O que se expõe é a realidade prática do trabalho do arquitecto, no caminho que vai da primeira ideia — do «'olhar o sítio' e fazer um desenho antes de calcular os metros quadrados de área a construir» — até à fase da construção, e também todo o processo de projectar, toda a complexidade dos desenhos técnicos como mediação essencial para que a ideia possa ser realizada.
Por isso, para cada edifício exposto, são sempre materiais muito diversos que se apresentam, sublinhando as condições de implantação de um ante-projecto, com as curvas de nível do terreno ou o perfil da zona envolvente, mostrando o desenvolvimento de um esquisso ou apresentando o traçado rigoroso de um desenho construtivo, onde podem ainda nascer novos esquiços para corrigir uma construção em curso. Noutros casos, é antes a distribuição da luz o tema em evidência, no detalhe de um lanternim ou lucernário, a pormenorização de uma trapeira do novo Chiado, ou um desenho de caixilharias.

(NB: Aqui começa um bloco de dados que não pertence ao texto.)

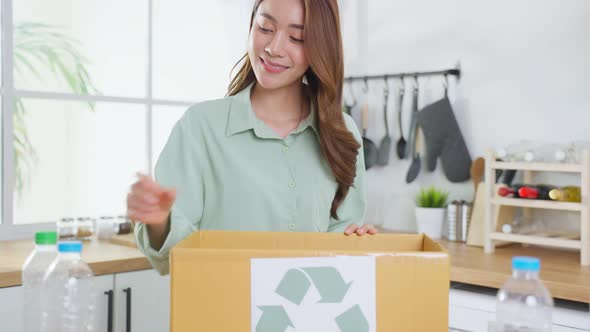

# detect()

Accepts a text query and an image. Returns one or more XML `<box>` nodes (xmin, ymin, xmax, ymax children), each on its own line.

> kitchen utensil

<box><xmin>361</xmin><ymin>104</ymin><xmax>379</xmax><ymax>169</ymax></box>
<box><xmin>395</xmin><ymin>79</ymin><xmax>406</xmax><ymax>159</ymax></box>
<box><xmin>406</xmin><ymin>81</ymin><xmax>421</xmax><ymax>183</ymax></box>
<box><xmin>377</xmin><ymin>79</ymin><xmax>391</xmax><ymax>166</ymax></box>
<box><xmin>418</xmin><ymin>97</ymin><xmax>471</xmax><ymax>182</ymax></box>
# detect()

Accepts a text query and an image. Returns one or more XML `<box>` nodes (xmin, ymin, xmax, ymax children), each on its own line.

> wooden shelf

<box><xmin>490</xmin><ymin>161</ymin><xmax>583</xmax><ymax>173</ymax></box>
<box><xmin>490</xmin><ymin>232</ymin><xmax>582</xmax><ymax>250</ymax></box>
<box><xmin>484</xmin><ymin>151</ymin><xmax>590</xmax><ymax>266</ymax></box>
<box><xmin>491</xmin><ymin>197</ymin><xmax>583</xmax><ymax>211</ymax></box>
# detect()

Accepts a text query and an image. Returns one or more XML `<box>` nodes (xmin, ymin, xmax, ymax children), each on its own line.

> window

<box><xmin>0</xmin><ymin>0</ymin><xmax>252</xmax><ymax>239</ymax></box>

Em vez do «simulacro do mistério» é a arquitectura como ofício que se expõe, com a clareza e a complexidade de um trabalho sempre em evolução por diferentes tipologias e contextos, que recusa fixar-se numa fórmula estilística ou numa imagem de marca porque a qualidade de um projecto depende da densidade dos problemas que se apresentam ao arquitecto e projectar é «retirar ao que é construído a evidência em relação aos factores implícitos na arquitectura».
Diz Siza: «Antes de mais, aprecio e procuro na Arquitectura a clareza, tanto quanto não aprecio o simplismo. Simplicidade e simplismo são coisas sabiamente opostas, assim como unidade e diversidade não o são. A simplicidade resulta do domínio da complexidade e das contradições internas — e também externas, quando uma nova estrutura se confronta com a que a precede e rodeia, assumindo um destino não necessariamente previsível» («Fragmentos de um discurso»).